Comment The problem is focus (Score 1) 436
Specifically the difference between what the camera has focussed on and what your eye is trying to focus on.
When we look at things In Real Life we look at something close, like our hand, and objects in the background are blurred. Your eye is not focussed on them. If we look out to the middle distance though, our eye quickly re-focusses and things near to us become blurred.
But in a 3D movie this doesn't work. Whether something is in focus or not is decided by whether the CAMERA was focussed at that distance when it was filmed. This is just as true in 3D movies as it is in 2D movies.
Now in a 2D film your eye never changes focus. It's focus is the movie screen. There is the false focus of the camera, but we're used to that. It's one tool (the primary one) the director has for telling us what is significant in the current shot.
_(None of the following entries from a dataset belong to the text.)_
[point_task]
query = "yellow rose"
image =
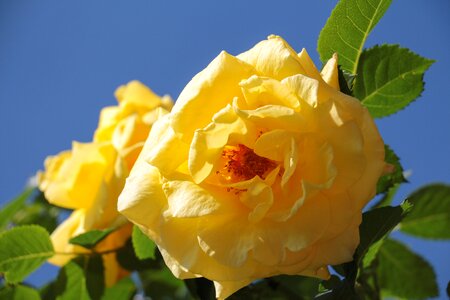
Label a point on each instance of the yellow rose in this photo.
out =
(90, 177)
(262, 168)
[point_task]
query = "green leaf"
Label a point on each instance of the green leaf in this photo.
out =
(19, 292)
(346, 81)
(91, 238)
(83, 278)
(430, 215)
(347, 29)
(22, 250)
(161, 284)
(202, 288)
(336, 289)
(389, 78)
(396, 177)
(127, 258)
(143, 246)
(299, 286)
(9, 210)
(377, 223)
(123, 290)
(403, 273)
(73, 279)
(38, 212)
(388, 197)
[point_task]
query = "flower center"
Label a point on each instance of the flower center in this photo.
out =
(241, 163)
In a 3D movie however, apparent distance is changing and your eyes ARE adjusting shot by shot, for parallax at least. But you have to guess what the camera has focussed on, or your eyes are going to strain to focus on objects that will simply never come into focus.
This is why 3D movies are so much more tiring to watch. And one of the reasons why it's not real 3D. And why I'm still suspicious of whether it will ever become the dominant form in the art of cinema.
Interestingly, there is the potential for CGI to make much better 3D movies, for the simple reason that everything can be in focus all the time. I have yet to see a fully CGI movie in 3D I believe.